With effect from 1 April 2020, in case of an Indian citizen or a person of Indian origin, being outside India and comes to India on a visit and whose total Indian taxable income (other than income from foreign sources) exceeds Rs 15 lakh, then for determining his/her residential status, 60 days limit shall be replaced with 120 days in the second basic condition i.e. under the second basic condition he will be considered as resident if he stays in India during the relevant financial year for 120 days or more and 365 days or more in the preceding 4 financial years. However, even if such a person (having Indian taxable income exceeding Rs. 15 lakhs) stays in India during the relevant financial year for 120 days or more but less than 182 days, he shall be treated as Resident but Not Ordinarily Resident (RNOR).

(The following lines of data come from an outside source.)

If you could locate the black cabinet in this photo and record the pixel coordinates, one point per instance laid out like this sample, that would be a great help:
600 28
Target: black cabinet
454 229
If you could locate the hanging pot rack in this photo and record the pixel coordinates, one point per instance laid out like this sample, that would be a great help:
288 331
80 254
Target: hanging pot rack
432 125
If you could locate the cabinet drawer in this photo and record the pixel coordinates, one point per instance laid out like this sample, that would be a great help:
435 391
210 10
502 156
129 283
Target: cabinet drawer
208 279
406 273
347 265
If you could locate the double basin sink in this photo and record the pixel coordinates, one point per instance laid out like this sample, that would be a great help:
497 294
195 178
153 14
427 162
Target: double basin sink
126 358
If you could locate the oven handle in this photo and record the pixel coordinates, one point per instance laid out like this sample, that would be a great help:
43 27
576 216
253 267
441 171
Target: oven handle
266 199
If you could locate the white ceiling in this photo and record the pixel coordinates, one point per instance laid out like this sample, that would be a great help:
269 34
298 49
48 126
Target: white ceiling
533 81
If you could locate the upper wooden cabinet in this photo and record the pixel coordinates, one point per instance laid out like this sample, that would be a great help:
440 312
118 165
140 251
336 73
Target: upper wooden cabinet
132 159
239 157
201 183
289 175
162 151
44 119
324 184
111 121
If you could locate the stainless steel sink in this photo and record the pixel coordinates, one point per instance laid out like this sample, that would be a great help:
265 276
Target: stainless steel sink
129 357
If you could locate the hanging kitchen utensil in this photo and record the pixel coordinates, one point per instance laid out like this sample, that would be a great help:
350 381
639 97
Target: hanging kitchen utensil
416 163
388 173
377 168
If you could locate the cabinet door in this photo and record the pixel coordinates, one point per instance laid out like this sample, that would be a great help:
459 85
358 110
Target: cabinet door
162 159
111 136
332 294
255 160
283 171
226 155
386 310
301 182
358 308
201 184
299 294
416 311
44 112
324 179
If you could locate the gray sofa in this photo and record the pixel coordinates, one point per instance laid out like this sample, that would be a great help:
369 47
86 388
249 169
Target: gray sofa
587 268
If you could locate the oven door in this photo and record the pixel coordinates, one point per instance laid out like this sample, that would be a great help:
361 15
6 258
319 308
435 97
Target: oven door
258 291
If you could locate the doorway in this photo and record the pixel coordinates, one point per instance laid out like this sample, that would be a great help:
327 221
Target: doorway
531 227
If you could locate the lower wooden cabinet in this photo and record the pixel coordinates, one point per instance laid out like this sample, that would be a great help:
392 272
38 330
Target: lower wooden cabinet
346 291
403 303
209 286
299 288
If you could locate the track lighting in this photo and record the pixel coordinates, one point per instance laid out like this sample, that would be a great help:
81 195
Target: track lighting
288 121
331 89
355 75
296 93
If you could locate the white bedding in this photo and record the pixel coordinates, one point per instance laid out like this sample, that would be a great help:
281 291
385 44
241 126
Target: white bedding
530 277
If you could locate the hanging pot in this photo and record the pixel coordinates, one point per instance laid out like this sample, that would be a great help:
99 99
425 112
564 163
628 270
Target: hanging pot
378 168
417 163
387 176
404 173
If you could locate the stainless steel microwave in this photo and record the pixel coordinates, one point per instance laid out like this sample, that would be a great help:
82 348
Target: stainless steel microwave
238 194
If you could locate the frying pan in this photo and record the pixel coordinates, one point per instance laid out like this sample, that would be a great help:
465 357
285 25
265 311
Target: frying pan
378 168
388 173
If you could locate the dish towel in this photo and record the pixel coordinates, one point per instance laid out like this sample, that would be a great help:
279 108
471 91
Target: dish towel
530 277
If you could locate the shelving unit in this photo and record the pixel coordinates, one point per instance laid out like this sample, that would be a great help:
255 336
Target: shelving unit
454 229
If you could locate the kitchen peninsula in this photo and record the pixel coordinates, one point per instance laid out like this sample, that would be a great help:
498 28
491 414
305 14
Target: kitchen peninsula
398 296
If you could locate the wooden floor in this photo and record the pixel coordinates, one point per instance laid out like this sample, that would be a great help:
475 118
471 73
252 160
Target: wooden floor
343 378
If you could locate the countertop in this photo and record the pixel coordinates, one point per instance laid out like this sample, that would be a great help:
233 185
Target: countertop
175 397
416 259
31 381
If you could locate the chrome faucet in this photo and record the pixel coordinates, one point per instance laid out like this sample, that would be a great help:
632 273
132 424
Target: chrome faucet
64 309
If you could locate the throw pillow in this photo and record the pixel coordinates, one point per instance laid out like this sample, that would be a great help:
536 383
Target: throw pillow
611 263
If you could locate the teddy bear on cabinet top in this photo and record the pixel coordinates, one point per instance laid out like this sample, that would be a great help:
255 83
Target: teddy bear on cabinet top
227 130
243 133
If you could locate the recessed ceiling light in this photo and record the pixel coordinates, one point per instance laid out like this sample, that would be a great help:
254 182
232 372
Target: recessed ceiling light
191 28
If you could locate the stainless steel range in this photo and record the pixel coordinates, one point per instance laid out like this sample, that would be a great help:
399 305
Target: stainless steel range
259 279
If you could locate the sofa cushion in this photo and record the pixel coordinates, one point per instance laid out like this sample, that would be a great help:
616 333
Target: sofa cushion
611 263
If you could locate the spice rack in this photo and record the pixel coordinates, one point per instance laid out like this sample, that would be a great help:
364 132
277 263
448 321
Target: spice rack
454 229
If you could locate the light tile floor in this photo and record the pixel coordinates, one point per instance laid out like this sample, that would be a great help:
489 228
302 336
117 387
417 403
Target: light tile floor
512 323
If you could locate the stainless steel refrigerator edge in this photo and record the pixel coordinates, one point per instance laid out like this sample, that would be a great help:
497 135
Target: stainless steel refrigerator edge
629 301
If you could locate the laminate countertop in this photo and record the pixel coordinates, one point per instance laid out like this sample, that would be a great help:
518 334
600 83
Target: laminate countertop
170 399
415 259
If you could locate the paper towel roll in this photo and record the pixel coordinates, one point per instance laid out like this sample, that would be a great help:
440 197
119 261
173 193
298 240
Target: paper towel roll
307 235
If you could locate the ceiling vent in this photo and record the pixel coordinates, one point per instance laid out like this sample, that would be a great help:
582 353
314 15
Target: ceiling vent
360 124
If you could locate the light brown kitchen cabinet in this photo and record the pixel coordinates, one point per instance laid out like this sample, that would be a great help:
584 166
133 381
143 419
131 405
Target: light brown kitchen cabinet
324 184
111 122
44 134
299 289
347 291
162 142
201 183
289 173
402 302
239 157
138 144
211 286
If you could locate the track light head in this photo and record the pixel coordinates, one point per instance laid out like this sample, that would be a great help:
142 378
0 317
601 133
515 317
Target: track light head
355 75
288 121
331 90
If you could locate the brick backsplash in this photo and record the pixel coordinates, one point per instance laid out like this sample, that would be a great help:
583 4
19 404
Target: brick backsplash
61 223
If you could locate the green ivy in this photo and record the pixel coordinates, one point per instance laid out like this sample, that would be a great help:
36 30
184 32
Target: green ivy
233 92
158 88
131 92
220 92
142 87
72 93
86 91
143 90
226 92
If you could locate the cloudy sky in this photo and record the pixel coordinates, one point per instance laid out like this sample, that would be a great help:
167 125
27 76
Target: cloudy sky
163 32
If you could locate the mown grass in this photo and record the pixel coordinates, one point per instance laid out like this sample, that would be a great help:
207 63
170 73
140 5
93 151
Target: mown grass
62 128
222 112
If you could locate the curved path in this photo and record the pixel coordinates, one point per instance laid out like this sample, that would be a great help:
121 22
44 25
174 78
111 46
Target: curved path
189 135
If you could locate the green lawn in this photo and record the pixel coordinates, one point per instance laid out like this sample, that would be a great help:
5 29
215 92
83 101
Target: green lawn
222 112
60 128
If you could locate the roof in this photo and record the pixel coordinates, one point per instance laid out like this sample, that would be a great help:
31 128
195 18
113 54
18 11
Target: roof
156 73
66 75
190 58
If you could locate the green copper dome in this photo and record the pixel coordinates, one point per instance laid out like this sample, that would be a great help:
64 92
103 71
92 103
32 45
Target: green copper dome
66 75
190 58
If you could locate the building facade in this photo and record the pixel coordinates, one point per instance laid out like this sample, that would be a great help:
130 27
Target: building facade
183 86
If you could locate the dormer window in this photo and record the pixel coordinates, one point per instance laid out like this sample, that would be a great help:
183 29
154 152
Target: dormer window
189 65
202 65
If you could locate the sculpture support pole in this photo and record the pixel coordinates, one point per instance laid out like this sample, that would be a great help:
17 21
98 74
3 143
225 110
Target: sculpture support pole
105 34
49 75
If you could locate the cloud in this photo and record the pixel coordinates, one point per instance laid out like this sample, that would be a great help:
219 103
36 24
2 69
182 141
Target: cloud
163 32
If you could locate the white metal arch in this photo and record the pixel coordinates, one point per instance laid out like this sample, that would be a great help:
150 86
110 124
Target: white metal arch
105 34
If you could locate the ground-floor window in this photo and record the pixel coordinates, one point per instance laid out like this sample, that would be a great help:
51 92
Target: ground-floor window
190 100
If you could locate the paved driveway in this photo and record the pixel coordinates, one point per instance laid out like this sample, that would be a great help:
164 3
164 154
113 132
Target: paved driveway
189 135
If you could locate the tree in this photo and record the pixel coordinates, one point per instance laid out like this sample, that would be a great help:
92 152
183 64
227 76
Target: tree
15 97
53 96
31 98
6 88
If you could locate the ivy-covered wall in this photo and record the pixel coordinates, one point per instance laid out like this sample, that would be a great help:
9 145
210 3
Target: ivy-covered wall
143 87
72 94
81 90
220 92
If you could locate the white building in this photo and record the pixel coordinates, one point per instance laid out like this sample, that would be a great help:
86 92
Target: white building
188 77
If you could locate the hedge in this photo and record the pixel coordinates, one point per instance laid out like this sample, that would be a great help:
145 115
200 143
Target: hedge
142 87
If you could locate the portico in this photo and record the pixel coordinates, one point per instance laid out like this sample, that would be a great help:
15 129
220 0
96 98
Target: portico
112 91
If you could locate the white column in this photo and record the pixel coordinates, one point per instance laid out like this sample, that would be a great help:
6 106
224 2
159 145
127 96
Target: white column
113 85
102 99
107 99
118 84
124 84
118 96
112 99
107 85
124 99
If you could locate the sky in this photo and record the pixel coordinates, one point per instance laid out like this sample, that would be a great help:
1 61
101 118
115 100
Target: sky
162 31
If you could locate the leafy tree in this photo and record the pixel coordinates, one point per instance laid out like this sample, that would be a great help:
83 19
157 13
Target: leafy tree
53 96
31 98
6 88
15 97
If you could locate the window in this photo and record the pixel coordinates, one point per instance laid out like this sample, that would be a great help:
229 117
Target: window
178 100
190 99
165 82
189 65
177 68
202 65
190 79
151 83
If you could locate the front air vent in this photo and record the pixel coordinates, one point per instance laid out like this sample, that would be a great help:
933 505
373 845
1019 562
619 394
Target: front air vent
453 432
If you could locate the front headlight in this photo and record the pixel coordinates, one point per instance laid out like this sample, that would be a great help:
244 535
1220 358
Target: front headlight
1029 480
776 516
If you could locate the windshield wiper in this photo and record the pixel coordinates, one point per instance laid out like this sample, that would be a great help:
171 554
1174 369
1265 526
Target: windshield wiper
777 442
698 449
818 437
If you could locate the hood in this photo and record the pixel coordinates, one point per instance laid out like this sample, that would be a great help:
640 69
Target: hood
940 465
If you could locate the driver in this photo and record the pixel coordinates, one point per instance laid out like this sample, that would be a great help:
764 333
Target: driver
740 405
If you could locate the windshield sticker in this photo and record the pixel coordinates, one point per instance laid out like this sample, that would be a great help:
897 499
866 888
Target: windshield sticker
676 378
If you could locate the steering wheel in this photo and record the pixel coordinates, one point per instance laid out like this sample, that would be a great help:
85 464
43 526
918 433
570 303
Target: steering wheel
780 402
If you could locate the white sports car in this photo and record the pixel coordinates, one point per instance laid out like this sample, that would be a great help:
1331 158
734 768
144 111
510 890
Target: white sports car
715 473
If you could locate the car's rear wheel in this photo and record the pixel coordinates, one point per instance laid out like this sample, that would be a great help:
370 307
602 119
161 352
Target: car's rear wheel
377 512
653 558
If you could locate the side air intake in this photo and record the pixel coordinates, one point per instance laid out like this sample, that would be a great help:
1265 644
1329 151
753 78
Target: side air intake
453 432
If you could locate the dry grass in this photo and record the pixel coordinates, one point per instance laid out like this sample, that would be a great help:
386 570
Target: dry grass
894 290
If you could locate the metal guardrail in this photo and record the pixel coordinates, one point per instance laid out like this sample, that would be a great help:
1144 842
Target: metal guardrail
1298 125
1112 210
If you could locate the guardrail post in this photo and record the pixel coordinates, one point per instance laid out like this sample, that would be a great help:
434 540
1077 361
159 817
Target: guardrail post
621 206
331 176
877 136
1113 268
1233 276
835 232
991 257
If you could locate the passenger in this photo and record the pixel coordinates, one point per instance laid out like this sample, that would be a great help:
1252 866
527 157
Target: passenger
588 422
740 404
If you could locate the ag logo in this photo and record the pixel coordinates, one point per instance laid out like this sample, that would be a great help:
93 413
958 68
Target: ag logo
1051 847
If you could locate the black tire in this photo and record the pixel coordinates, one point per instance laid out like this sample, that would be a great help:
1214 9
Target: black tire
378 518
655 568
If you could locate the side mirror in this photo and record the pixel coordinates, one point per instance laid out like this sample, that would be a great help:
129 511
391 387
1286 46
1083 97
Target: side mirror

The residential status shall be further determined as per section 6(1A) of the Income Tax Act, 1961 (hereinafter referred to as ‘the IT Act) which provides that if an Individual being an Indian Citizen having total Indian Income (i.e. income other than income from foreign sources) exceeding Rs 15 lakhs, shall be deemed to be resident of India in any financial year, if he is not liable to tax in any other country or territory by reason of his domicile or residence or any other criteria of similar nature.

Liable to tax means that there is an income-tax liability on such a person under the law of that country for the time being in force and shall include a person who has subsequently been exempted from such liability under the law of that country. Such a person shall be treated as Resident but Not Ordinarily Resident (RNOR), subject to the specified conditions.

We are first required to check the basic conditions as mentioned above in order to determine the residential status of the individual. In case where the basic condition mentioned above is not fulfilled, we need to determine the residential status in accordance with section 6(1A) of the IT Act. In case neither of these conditions are satisfied, such individual taxpayer would be considered as a Non-Resident (NR) in India.

Note: Income from foreign sources means income which accrues or arises outside India (except income derived from a business controlled in or a profession set up in India) and which is not deemed to accrue or arise in India.

* In case the income derived from Indian sources is upto Rs 15 lakh

In case where income derived from Indian sources is upto Rs. 15 lakh, such an individual shall be treated as resident in India only if his/her total period of stay in India exceeds 182 days or more in the relevant financial year (i.e. 2nd basic condition would not be applicable in such case). Wherein such stay in India is less than 182 days and provided the India sourced income derived by such individual is upto Rs 15 lakh, they would be a “Non-Resident” for a financial year.